Kean promises major revelations in public testimony beginning next month from top officials in the FBI, CIA, Defense Department, National Security Agency and, maybe, President Bush and former President Clinton.


I have long wondered when the 9/11 commission was going to begin making the story of 9/11 public. If Kean is able and willing to tell the whole story, this could be pretty interesting.


Sunday, November 30, 2003

JB

The Next Six Months

Tom Friedman asks people on the left to get behind the rebuilding and democratization of Iraq.

For my money, the right liberal approach to Iraq is to say: We can do it better. Which is why the sign I most hungered to see in London was, "Thanks, Mr. Bush. We'll take it from here."

Friedman and I agree that we cannot simply leave Iraq but must make the best of it. Having invaded Iraq, (which he supported and I did not) we must put it on the right course toward democracy. If we do not, we will be in much worse shape in the long run.

But Friedman's argument betrays the difficulty of his position. On the one hand, he insists that "[t]he next six months in Iraq - which will determine the prospects for democracy-building there - are the most important six months in U.S. foreign policy in a long, long time." On the other, he describes the Bush team as "a partisan, ideological, nonhealing administration" and concludes that the task of democratiziation "is way too important to leave it to the Bush team alone." I think he is right on both counts. We are at a crucial crossroads in American foreign policy and the Administration has shown that it is simply not up to the task. It has proven much better at invading and destroying than rebuilding.

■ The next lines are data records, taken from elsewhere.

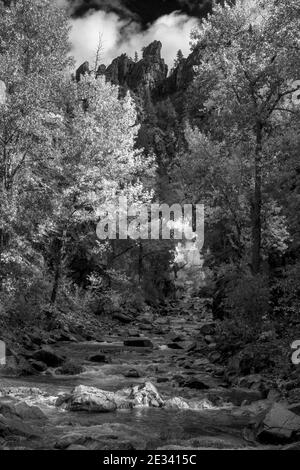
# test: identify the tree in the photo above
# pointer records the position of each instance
(250, 58)
(100, 164)
(34, 56)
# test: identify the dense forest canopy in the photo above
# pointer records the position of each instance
(221, 129)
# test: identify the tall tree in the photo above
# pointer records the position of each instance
(250, 60)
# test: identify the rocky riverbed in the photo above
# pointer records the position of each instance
(145, 384)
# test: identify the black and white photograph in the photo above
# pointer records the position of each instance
(149, 229)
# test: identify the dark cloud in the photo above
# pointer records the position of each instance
(143, 11)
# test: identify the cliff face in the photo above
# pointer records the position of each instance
(146, 74)
(149, 76)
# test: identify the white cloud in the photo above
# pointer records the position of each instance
(117, 36)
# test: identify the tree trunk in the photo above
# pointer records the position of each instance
(58, 266)
(257, 201)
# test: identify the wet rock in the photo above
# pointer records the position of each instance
(293, 446)
(279, 424)
(22, 411)
(132, 374)
(162, 380)
(15, 426)
(16, 367)
(176, 338)
(38, 365)
(121, 317)
(176, 403)
(108, 436)
(138, 343)
(146, 395)
(48, 356)
(234, 395)
(254, 382)
(208, 329)
(133, 333)
(203, 383)
(295, 408)
(70, 368)
(294, 395)
(91, 399)
(174, 346)
(99, 358)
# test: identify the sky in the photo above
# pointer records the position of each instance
(128, 25)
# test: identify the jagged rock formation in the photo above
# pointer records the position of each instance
(148, 73)
(149, 76)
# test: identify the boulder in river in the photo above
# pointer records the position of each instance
(146, 395)
(22, 411)
(85, 398)
(48, 356)
(176, 403)
(121, 317)
(93, 399)
(279, 425)
(138, 343)
(99, 358)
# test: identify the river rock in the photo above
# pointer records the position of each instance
(22, 411)
(208, 329)
(121, 317)
(145, 395)
(48, 356)
(132, 374)
(237, 396)
(92, 399)
(279, 424)
(138, 343)
(15, 426)
(176, 403)
(99, 358)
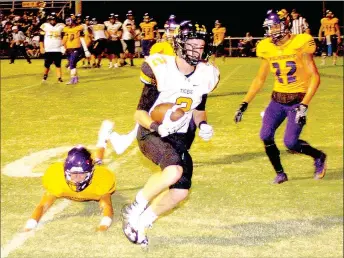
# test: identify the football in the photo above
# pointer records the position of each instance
(158, 113)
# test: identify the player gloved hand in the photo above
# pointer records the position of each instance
(105, 223)
(206, 131)
(301, 113)
(30, 224)
(87, 53)
(168, 126)
(239, 113)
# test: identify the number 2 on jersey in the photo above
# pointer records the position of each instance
(290, 74)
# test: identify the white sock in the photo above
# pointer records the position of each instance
(141, 200)
(148, 217)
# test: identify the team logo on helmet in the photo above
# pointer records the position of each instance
(276, 25)
(78, 168)
(185, 31)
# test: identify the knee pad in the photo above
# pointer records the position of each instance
(271, 148)
(185, 181)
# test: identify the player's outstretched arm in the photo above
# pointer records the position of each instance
(105, 205)
(256, 85)
(314, 80)
(45, 203)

What Friedman has not explained is what liberals should do in this crucial six month period given that Bush seems to show no signs of wanting to listen to anyone but his own advisors. It's one thing to say that liberals should work for a more democratic Iraq. It's quite another to support a President who will not listen to what they say and is likely to mangle the situation as badly as he has mangled the previous six months. If Friedman is correct, by the time the Democrats regain the White House (if they do!) it may well be too late. Bush may have ruined the possiblity of a democratic Iraq for years to come. And Democrats will be left to clean up the mess created by this most unwise adventure in world domination. What infuriates many people on the left, I would suggest, is that given Bush's track record so far, they do not believe that he is really serious about making the tough choices necessary to democratize Iraq, particularly with an election coming up in less than a year. For Bush is above all a political animal, who will do what it takes to win reelection. Even if he is defeated in 2004, Democrats will inherit a much more dangerous world and a financially strapped government as a result of his bad policies. The Bush Administration has not only misplayed its hand, it has created a mess that will be very difficult to clean up no matter who is in office. Under the logic of Friedman's argument he should be wishing that election were held today rather than a year from now. For if Friedman is right, and there is no time to lose, he well understands that the wrong people are at the helm.

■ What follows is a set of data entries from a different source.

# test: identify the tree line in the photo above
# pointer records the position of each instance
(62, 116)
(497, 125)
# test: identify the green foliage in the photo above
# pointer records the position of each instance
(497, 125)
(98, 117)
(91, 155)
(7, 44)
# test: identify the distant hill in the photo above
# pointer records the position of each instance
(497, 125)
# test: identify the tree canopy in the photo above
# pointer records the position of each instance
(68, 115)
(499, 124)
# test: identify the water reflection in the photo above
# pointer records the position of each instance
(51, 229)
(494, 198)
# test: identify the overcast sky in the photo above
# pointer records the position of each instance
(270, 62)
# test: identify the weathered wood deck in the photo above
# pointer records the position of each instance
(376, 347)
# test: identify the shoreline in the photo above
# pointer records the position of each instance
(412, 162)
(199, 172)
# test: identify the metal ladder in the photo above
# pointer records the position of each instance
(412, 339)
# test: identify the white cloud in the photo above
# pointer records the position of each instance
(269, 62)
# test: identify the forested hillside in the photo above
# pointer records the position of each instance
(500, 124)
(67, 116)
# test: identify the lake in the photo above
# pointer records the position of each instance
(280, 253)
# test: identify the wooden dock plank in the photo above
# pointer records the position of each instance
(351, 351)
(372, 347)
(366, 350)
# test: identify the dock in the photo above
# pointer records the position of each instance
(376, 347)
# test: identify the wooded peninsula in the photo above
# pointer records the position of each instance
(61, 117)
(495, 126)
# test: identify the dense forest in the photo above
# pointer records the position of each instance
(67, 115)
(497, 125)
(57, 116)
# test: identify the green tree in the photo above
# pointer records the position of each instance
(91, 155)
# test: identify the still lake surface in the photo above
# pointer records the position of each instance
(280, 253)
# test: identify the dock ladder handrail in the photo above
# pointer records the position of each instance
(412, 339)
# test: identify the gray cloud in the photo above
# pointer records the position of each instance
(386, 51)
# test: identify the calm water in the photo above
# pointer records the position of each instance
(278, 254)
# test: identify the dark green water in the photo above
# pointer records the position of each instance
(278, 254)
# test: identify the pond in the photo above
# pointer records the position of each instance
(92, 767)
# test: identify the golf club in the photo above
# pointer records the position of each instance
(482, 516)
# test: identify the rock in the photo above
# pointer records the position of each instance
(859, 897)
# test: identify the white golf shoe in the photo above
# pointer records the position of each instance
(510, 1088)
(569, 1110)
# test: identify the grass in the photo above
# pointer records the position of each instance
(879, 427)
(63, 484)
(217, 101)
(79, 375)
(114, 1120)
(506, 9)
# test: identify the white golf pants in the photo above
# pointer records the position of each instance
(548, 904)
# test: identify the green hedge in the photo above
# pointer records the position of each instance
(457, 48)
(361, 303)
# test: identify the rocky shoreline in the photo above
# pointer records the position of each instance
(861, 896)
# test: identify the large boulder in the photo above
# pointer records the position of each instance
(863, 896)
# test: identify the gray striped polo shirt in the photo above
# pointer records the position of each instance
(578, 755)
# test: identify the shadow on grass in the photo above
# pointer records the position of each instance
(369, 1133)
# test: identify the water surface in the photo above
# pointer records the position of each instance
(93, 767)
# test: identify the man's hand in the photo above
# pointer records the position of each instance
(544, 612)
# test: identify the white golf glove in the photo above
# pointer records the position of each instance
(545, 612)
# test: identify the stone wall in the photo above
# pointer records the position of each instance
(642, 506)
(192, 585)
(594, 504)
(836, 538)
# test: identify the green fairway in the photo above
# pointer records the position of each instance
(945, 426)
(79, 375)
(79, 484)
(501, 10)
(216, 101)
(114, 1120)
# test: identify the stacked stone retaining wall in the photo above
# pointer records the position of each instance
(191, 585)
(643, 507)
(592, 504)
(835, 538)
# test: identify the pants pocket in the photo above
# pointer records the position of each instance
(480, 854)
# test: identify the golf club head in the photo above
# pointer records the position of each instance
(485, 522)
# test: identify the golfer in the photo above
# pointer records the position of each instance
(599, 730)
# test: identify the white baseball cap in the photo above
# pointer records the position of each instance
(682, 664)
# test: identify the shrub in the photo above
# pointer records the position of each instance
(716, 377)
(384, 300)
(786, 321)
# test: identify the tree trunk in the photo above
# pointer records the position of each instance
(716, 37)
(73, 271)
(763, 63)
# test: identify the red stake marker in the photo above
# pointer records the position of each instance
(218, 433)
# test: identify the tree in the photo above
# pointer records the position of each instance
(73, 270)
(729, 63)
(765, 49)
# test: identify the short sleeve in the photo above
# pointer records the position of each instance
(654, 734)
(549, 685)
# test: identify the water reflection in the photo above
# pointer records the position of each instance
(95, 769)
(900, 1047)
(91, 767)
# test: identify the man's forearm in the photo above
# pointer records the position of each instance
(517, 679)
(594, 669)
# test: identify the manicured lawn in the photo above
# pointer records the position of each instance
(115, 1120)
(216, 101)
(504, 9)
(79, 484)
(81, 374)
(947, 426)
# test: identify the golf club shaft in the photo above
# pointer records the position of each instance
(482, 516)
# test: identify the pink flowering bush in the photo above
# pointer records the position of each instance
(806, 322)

Back before the war, in September 2002, I argued that Bush was the most dangerous person on Earth. Not because he was evil, or bad hearted, or opposed to freedom, but because he was a gambler, cocksure, arrogant, and altogether convinced of his own rectitude. He and his Administration are the last people we should be trusting to handle this most delicate moment in American foreign policy. The war was unwise because it made us less safe, and weakened our hand in the war on terror. Now we must make the best of a bad situation. The first step is voting the person who made this terrible mess out of office as soon as possible.